Getting Started with DEEIX Chat
cp config.example.yaml config.yaml
cd backend
make run
cd ../frontend
pnpm install
cp .env.example .env.local
printf 'NEXT_PUBLIC_API_BASE_URL=http://127.0.0.1:8080\n' >> .env.local
pnpm dev
After those commands, point your browser at http://localhost:3000 and log in with the local auth flow or your configured SSO provider. If you are deploying with Docker, keep APP_ENV=prod, mount config.yaml into the container, and override secrets with environment variables because the runtime gives env vars precedence over YAML.

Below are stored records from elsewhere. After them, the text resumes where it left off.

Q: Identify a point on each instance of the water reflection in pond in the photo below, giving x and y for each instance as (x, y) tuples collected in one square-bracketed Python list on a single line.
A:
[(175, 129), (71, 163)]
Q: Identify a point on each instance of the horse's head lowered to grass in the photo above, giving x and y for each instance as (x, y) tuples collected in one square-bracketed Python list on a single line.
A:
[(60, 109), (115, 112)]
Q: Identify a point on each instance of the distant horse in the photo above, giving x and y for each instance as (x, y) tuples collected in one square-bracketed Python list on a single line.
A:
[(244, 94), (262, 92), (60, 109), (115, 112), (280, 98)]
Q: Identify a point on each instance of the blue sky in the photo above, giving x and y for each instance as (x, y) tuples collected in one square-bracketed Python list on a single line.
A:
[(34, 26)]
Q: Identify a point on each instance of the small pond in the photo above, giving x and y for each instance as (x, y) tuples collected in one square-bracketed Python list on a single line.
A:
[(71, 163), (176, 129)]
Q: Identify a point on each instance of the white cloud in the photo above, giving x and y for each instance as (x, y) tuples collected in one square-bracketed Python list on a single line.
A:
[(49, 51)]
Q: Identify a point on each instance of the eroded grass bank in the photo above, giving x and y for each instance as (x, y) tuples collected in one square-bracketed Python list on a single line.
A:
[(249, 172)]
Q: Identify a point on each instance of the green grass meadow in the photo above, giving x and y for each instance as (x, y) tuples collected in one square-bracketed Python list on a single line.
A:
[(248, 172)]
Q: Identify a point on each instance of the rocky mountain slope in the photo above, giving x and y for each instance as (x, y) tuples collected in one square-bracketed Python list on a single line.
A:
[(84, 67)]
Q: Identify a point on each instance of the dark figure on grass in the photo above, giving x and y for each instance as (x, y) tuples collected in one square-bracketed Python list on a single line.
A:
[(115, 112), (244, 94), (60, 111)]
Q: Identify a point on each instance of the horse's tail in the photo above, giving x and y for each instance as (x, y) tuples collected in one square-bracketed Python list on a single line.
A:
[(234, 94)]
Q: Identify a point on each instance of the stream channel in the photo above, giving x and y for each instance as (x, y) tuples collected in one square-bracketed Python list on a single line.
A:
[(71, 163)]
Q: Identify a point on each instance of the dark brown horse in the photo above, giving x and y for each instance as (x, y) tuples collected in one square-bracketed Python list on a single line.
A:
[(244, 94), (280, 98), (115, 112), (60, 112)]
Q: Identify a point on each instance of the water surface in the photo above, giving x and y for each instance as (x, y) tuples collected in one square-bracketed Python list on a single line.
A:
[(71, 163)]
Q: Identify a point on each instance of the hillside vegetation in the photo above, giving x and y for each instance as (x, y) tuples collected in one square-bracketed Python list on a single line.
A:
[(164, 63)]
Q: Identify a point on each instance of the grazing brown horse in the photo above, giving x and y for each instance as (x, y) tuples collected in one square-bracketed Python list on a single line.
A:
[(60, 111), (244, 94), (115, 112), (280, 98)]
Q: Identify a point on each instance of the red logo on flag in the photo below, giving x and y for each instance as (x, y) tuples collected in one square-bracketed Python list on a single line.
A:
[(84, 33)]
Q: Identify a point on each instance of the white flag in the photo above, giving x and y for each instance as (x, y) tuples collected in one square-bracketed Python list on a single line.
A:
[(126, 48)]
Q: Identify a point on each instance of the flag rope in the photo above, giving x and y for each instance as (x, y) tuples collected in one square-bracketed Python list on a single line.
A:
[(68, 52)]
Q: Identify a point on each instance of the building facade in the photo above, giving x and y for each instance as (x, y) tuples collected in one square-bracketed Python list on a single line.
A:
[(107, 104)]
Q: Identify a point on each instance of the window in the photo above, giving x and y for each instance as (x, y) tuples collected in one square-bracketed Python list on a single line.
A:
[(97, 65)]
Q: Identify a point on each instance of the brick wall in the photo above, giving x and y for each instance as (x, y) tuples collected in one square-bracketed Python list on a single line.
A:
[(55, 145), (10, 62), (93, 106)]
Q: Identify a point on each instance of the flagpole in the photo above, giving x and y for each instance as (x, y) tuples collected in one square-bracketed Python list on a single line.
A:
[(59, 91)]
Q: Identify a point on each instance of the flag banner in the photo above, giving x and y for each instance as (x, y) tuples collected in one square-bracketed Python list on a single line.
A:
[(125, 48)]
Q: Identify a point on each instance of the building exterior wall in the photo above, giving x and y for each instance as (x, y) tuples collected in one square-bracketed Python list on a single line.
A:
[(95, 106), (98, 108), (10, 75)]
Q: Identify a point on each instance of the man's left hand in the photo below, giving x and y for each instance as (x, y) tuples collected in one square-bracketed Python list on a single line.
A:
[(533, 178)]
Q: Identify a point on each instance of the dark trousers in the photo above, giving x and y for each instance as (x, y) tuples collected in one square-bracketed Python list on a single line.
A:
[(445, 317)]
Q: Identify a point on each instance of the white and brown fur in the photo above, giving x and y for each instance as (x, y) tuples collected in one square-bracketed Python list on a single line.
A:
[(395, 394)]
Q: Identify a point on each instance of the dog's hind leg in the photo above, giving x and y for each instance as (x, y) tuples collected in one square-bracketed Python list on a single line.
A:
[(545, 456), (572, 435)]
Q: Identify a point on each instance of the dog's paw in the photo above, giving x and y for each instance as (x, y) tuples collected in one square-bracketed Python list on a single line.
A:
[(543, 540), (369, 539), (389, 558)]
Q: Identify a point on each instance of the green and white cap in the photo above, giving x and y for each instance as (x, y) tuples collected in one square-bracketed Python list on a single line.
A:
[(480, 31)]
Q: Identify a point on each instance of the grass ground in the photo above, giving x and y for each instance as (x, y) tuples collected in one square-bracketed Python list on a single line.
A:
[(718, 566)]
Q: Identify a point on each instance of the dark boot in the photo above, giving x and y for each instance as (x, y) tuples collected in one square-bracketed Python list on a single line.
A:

The first thing to verify is the API base URL and the database connectivity. If the UI loads but uploads, routing, or billing fail, check Redis, PostgreSQL, and any OCR or S3-compatible storage endpoints before touching the app code.
Verdict
DEEIX Chat is the strongest option for enterprise AI workspace consolidation when you need routing, billing, identity, and RAG in one codebase. Its biggest strength is the full control plane; its main caveat is the operational burden of self-hosting. Choose it when governance matters more than simplicity, and skip it if you only need a lightweight chat surface.